Długo mnie nie było.. Latałam, prowadziłam,
załatwiałam różne sprawy i wciąż nie miałam chwili na odpoczynek. Kilka dni temu wróciłam z urlopu, a jutro wracam
do stacjonarnej pracy.
Dziś będzie troszkę inaczej, bo nie mam do pokazania zdjęcia
scrapa (niezupełnie). Mam za to do pokazania mój dzień, [prawie] godzina po godzinie!

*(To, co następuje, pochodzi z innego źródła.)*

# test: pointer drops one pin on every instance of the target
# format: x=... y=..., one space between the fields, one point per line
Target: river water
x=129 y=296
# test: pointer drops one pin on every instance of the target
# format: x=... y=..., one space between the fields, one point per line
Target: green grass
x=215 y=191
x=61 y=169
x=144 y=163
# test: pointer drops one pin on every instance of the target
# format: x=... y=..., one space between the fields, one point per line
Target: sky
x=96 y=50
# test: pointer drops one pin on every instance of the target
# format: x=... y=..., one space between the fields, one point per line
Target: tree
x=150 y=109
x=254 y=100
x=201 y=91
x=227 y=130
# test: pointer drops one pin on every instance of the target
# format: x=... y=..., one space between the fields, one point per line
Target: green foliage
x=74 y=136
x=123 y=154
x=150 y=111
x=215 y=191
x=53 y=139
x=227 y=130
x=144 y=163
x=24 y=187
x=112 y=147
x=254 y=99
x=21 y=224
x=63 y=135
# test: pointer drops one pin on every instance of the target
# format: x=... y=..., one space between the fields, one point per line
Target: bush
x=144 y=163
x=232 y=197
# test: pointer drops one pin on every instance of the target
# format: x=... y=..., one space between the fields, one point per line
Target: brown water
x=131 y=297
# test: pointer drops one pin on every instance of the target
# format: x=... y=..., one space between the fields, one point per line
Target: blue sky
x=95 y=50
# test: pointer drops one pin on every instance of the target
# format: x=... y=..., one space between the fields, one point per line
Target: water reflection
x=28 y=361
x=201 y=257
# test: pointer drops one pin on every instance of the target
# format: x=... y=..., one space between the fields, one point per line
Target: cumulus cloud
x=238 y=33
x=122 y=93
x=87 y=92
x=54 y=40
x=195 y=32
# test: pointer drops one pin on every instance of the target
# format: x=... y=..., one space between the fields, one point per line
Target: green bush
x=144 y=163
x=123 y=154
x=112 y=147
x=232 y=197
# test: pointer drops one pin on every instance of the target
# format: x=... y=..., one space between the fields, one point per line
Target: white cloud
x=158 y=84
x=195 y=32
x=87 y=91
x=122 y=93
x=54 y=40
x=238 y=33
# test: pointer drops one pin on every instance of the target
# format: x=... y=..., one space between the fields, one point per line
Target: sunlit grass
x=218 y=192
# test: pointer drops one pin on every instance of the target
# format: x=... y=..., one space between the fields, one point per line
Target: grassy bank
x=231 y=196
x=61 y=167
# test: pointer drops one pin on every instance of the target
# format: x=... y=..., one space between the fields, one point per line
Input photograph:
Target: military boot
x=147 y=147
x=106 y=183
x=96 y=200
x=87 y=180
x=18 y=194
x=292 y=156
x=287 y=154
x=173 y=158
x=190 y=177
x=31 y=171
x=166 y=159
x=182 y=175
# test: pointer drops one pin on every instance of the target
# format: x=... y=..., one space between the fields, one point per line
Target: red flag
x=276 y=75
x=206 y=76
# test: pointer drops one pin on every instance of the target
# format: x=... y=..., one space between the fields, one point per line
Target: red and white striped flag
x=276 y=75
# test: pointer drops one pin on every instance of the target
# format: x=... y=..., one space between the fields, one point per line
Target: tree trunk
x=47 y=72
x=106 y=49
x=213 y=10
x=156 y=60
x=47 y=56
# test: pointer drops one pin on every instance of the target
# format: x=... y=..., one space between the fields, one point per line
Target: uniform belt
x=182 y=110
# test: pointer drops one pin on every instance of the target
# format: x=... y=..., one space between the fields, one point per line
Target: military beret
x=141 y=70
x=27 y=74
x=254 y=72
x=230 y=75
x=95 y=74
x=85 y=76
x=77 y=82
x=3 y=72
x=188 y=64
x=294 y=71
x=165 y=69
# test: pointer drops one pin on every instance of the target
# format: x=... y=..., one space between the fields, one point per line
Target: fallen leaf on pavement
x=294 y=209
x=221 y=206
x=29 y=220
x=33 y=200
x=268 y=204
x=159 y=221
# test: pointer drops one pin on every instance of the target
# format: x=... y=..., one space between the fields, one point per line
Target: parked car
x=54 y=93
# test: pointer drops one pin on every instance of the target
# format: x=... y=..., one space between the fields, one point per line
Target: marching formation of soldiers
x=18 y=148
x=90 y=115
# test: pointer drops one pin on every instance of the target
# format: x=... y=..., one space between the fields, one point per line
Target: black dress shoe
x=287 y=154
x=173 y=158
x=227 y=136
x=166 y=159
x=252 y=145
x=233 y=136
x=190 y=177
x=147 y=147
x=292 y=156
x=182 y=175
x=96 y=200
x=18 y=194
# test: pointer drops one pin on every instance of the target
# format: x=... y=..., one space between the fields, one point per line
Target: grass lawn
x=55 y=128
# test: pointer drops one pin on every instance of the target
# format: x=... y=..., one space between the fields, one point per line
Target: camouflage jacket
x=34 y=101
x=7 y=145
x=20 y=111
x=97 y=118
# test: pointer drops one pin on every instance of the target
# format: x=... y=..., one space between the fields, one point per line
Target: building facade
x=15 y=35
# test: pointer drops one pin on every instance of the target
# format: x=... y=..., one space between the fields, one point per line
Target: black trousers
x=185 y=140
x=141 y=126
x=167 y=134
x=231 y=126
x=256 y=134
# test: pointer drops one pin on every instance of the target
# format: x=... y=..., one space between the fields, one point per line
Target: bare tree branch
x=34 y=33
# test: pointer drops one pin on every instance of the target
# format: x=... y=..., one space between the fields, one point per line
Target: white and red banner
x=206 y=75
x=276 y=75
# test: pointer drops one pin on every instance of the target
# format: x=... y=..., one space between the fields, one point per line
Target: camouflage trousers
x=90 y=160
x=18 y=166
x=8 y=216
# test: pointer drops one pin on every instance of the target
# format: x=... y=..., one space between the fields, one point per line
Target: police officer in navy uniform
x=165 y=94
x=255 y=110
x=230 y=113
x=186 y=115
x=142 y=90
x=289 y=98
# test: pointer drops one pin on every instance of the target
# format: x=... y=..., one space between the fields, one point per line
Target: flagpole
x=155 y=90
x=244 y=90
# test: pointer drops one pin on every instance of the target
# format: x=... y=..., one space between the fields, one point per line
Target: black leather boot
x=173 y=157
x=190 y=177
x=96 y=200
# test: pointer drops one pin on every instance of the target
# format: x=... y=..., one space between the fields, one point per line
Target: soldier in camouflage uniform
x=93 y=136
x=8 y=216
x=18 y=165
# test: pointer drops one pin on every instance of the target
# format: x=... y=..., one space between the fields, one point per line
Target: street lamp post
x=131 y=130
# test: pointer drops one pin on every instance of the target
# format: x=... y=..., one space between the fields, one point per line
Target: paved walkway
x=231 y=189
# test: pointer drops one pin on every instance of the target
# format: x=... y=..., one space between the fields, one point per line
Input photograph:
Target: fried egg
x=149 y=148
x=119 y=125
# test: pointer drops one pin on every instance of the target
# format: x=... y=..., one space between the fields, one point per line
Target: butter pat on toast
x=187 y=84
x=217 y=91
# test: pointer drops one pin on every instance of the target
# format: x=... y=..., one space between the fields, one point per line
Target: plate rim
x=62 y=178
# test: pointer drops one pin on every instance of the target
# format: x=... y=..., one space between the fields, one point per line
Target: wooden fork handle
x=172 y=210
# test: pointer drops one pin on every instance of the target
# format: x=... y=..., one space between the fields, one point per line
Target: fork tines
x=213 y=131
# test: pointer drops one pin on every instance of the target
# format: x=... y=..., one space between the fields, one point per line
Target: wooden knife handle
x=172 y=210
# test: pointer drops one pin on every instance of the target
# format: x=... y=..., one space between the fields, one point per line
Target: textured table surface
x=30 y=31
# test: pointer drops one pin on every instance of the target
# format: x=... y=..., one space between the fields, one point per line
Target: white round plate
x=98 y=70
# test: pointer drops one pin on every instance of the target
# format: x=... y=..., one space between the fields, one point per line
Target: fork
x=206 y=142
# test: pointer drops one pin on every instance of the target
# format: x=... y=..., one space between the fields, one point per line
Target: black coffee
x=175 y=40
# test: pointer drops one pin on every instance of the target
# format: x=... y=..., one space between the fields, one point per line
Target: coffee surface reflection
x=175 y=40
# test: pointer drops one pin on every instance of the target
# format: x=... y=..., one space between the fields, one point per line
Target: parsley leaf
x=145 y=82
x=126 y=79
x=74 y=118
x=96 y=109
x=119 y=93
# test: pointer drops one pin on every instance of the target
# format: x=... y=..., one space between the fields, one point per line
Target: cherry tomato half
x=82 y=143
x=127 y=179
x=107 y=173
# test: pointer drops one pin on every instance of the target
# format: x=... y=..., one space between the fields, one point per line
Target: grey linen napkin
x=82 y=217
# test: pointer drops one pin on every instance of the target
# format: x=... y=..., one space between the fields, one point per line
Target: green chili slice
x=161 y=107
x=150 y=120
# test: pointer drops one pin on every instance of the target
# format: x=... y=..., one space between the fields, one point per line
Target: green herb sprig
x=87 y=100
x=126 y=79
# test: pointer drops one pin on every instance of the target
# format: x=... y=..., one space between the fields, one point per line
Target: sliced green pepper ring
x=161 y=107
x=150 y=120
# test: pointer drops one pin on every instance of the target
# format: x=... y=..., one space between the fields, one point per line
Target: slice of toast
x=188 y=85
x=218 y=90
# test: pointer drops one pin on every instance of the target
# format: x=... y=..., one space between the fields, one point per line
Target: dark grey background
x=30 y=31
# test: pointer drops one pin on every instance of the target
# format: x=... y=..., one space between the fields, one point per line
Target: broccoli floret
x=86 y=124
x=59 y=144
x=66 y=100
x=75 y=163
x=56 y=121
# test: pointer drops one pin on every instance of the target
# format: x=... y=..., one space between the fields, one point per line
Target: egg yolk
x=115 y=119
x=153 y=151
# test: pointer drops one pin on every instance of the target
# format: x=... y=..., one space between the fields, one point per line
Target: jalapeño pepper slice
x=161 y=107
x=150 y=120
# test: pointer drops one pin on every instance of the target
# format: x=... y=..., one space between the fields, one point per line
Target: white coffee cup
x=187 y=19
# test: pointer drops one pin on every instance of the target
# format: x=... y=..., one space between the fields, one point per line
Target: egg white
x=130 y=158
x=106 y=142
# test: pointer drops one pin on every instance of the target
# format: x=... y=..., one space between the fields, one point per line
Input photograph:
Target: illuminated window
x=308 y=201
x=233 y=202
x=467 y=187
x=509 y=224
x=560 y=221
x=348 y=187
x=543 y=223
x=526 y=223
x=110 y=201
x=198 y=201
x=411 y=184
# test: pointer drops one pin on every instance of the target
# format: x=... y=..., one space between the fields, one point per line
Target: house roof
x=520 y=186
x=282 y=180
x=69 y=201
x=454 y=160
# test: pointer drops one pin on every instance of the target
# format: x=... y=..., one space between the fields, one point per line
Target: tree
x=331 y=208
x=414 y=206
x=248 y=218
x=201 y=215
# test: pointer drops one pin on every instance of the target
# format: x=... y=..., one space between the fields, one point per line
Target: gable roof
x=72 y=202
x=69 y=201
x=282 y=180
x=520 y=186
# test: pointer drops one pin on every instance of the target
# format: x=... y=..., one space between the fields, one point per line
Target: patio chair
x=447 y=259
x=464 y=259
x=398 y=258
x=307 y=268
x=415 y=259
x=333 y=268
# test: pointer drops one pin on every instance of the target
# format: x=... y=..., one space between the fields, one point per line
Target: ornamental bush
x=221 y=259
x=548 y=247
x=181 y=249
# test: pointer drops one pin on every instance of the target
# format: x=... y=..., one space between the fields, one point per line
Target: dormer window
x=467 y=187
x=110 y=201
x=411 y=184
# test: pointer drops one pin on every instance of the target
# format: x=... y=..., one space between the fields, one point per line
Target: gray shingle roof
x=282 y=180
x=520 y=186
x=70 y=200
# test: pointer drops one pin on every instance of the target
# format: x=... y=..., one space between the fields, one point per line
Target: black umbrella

Niestety
nie zdążyłam wziąć udziału w wyzwaniu Anti, ale podłączam się do niego pokątnie
(dzięki Anti za zmotywowanie!). Mój dzień prawie godzina po godzinie. Była sobota więc.. i dzień był luźniejszy :)
11.00 - Pobudka, prysznic i dzień dobry!
12.00 - Oh, witaj deszczowa pogodo. Herbaciane opowieści.
13.00 - Biurko - miejsce mojego istnienia ;)
14.00 - Wyszło słońce, trzeba uwiecznić drzewo żółknące od wierzchołka.
15.00 - Obiad_mode_on
16.00 - Przekopuję się przez przydasie.
17.00 - Wybieram papiery.
18.00 - Bałaganię.
18.30 - Wieczorne spokojne chwile.
20.00 - Każdy potrzebuje trochę uwagi :)
21.00 - Lubię ciche wieczory w mieszkaniu..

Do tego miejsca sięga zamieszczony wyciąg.